SQLite: The Friendly Neighborhood Database That Hates Your Team
MLflow ships with SQLite because it's simple. Simple like a hand grenade with the pin pulled.
First day with our new ML hire: "Hey, can you run this experiment while I finish my hyperparameter sweep?"
Five minutes later: sqlite3.OperationalError: database is locked
.
MLflow just sat there, smugly refusing to accept any new experiments until whatever was holding the lock finished. Turned out Mike's sweep was going to run for 6 hours. Jenny went home.
PostgreSQL fixes this because it actually knows how to handle multiple writers. Copy this and never look back:
pip install psycopg2-binary
export MLFLOW_BACKEND_STORE_URI=\"postgresql://mlflow_user:password@localhost/mlflow\"
The PostgreSQL docs are boring but thorough. Unlike MLflow's documentation, which assumes you're running everything on localhost forever.
Storage Costs: The Bill That Made Finance Call a Meeting
Someone on our team thought logging the entire 50GB training dataset as an artifact was a good idea. "For reproducibility," they said.
AWS disagreed. So did our CFO when the bill jumped from $200 to $4,100 in one month.
MLflow logs everything by default: model checkpoints, datasets, failed experiments, temporary files you forgot about. It's like having a packrat in your cloud storage - everything seems important until you see the invoice.
Delete old experiment artifacts or go bankrupt. Your choice:
import boto3
from datetime import datetime, timedelta
## Nuclear option: delete experiments older than 90 days
cutoff_date = datetime.now() - timedelta(days=90)

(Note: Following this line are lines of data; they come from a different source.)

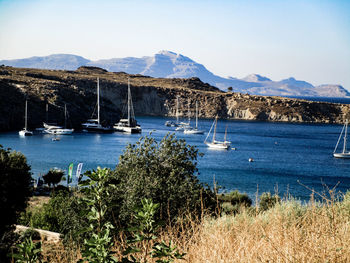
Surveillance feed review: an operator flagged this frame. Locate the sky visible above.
[0,0,350,90]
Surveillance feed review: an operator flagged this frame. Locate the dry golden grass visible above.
[39,194,350,263]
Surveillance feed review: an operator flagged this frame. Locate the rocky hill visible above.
[0,50,350,97]
[0,66,350,131]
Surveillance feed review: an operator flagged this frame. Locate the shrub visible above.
[43,169,64,187]
[0,145,32,262]
[218,190,252,216]
[259,192,281,211]
[111,135,215,224]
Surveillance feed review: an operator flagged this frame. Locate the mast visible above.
[46,103,49,122]
[176,95,179,124]
[24,100,28,130]
[64,103,67,128]
[196,101,198,129]
[343,120,348,153]
[187,99,191,125]
[128,78,131,127]
[97,77,100,124]
[213,115,218,143]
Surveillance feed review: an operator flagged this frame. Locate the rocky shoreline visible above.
[0,66,350,131]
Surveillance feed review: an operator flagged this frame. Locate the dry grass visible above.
[41,194,350,263]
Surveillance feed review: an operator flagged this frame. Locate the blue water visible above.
[0,117,350,200]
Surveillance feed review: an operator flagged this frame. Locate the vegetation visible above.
[0,145,31,262]
[43,169,64,187]
[110,135,216,225]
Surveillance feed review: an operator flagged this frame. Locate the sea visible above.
[0,97,350,201]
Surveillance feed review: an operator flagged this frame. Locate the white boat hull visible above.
[205,142,230,150]
[184,129,204,134]
[44,129,74,135]
[333,152,350,159]
[18,129,33,136]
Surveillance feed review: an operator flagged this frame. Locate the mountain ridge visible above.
[0,50,350,97]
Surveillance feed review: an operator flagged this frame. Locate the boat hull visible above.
[44,129,74,135]
[113,125,142,133]
[205,142,230,150]
[18,130,33,136]
[184,129,204,134]
[333,152,350,159]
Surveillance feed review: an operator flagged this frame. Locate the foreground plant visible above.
[122,199,185,263]
[79,167,118,263]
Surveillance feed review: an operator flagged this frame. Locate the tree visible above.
[43,169,64,187]
[0,145,32,262]
[111,134,215,226]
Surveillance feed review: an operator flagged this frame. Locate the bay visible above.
[0,117,350,200]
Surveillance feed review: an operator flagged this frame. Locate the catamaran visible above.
[204,116,231,150]
[18,100,33,136]
[44,104,74,135]
[113,78,142,133]
[184,101,204,134]
[333,120,350,159]
[81,78,113,133]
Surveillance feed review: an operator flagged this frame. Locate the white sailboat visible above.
[18,100,33,136]
[333,120,350,159]
[175,101,191,131]
[81,78,113,133]
[204,116,231,150]
[44,104,74,135]
[165,96,179,127]
[113,78,142,133]
[184,101,204,134]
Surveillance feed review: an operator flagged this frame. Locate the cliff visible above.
[0,66,350,131]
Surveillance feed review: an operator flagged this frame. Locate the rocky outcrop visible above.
[0,66,350,131]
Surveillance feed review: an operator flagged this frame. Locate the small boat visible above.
[164,96,179,127]
[333,120,350,159]
[184,101,204,134]
[18,100,33,136]
[113,78,142,133]
[204,116,231,150]
[43,104,74,135]
[81,78,113,133]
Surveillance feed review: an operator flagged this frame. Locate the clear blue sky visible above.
[0,0,350,90]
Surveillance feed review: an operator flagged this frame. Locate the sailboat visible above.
[81,78,113,133]
[184,101,204,134]
[113,78,142,133]
[333,120,350,159]
[43,103,62,130]
[18,100,33,136]
[204,116,231,150]
[44,104,74,135]
[175,101,191,131]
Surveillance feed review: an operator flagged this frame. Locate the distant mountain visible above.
[0,51,350,97]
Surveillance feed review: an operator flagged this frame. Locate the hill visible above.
[0,51,350,97]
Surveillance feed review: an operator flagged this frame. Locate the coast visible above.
[0,66,350,131]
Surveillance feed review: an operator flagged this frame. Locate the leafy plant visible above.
[0,145,32,262]
[110,134,215,225]
[43,169,64,187]
[122,199,185,263]
[12,236,41,263]
[80,167,117,263]
[259,192,281,211]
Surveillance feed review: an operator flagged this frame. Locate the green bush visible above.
[110,135,215,225]
[0,145,32,262]
[21,191,88,241]
[259,192,281,211]
[43,169,64,187]
[218,190,252,213]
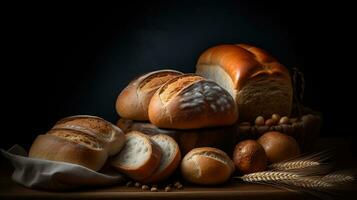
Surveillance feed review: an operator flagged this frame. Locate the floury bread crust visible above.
[111,131,162,181]
[196,44,293,122]
[149,74,238,129]
[116,69,182,121]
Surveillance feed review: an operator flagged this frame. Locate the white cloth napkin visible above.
[0,145,124,190]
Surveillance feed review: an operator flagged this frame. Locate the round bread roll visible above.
[149,74,238,129]
[196,44,293,122]
[116,69,182,121]
[258,131,300,163]
[181,147,234,185]
[233,140,268,174]
[53,115,125,156]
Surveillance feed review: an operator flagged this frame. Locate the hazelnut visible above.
[141,185,149,190]
[255,116,264,126]
[265,119,275,126]
[233,140,268,174]
[279,116,289,124]
[257,131,300,163]
[271,114,280,122]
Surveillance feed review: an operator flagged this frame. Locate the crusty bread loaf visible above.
[29,129,108,171]
[53,115,125,156]
[149,74,238,129]
[117,118,238,155]
[141,134,181,183]
[181,147,234,185]
[116,70,182,120]
[196,44,293,122]
[111,131,162,181]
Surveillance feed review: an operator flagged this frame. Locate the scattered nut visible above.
[265,119,275,126]
[240,122,250,126]
[271,114,280,122]
[126,181,133,187]
[135,182,141,187]
[255,116,264,126]
[165,186,171,192]
[279,116,289,124]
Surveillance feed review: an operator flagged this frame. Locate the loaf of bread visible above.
[181,147,235,185]
[141,134,181,183]
[196,44,293,122]
[149,74,238,129]
[29,129,108,171]
[53,115,125,156]
[110,131,162,181]
[117,119,238,155]
[116,70,182,121]
[29,115,125,171]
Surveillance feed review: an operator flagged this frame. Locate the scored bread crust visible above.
[181,147,235,185]
[110,131,162,181]
[53,115,125,156]
[196,44,293,121]
[115,69,182,121]
[149,74,238,129]
[29,129,108,171]
[141,134,181,183]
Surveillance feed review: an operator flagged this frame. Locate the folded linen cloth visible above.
[0,145,124,190]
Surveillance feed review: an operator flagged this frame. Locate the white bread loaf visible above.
[29,129,108,171]
[116,69,182,121]
[142,134,181,183]
[196,44,293,122]
[111,131,162,181]
[181,147,235,185]
[53,115,125,156]
[149,74,238,129]
[29,115,125,171]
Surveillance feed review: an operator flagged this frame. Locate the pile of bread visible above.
[29,44,299,184]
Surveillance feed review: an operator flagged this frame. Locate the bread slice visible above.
[142,134,181,183]
[29,129,108,171]
[111,131,162,181]
[53,115,125,156]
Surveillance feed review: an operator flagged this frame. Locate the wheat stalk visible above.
[321,172,355,183]
[269,160,321,170]
[238,171,300,183]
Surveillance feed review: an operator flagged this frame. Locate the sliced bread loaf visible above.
[142,134,181,183]
[111,131,161,181]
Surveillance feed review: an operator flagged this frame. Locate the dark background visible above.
[0,0,356,148]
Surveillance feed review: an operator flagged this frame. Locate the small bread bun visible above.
[181,147,234,185]
[149,74,238,129]
[116,69,182,121]
[258,131,300,163]
[233,140,268,174]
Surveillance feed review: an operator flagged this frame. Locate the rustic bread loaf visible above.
[149,74,238,129]
[111,131,162,181]
[29,129,108,171]
[53,115,125,156]
[196,44,293,122]
[181,147,235,185]
[142,134,181,183]
[116,69,182,120]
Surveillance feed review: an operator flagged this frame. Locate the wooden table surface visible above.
[0,140,357,200]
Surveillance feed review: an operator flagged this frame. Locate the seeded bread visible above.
[196,44,293,122]
[142,134,181,183]
[116,70,182,121]
[149,74,238,129]
[181,147,235,185]
[111,131,162,181]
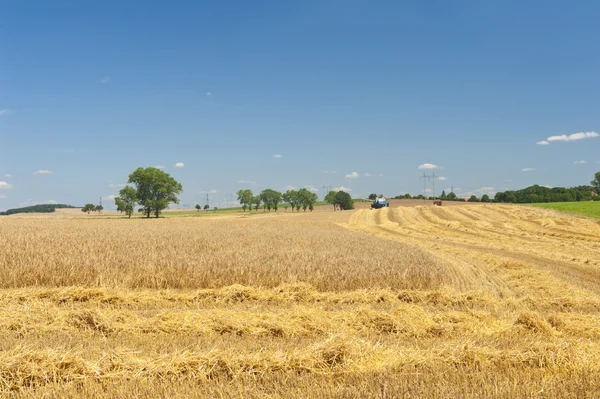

client = mlflow.tracking.MlflowClient()
experiments = client.list_experiments()
for exp in experiments:
if exp.creation_time < cutoff_date.timestamp() * 1000:
client.delete_experiment(exp.experiment_id)
Set up S3 lifecycle policies before you deploy, not after the damage is done.
Kubernetes Networking: Welcome to YAML Hell
Pod running fine? Check. Service created? Check. Ingress configured? Check. MLflow still returning connection refused? Welcome to Kubernetes.
My personal record for debugging a networking issue: 6 hours to discover that our NetworkPolicy was blocking traffic between the MLflow pod and PostgreSQL. The error message? "Connection timed out." Helpful.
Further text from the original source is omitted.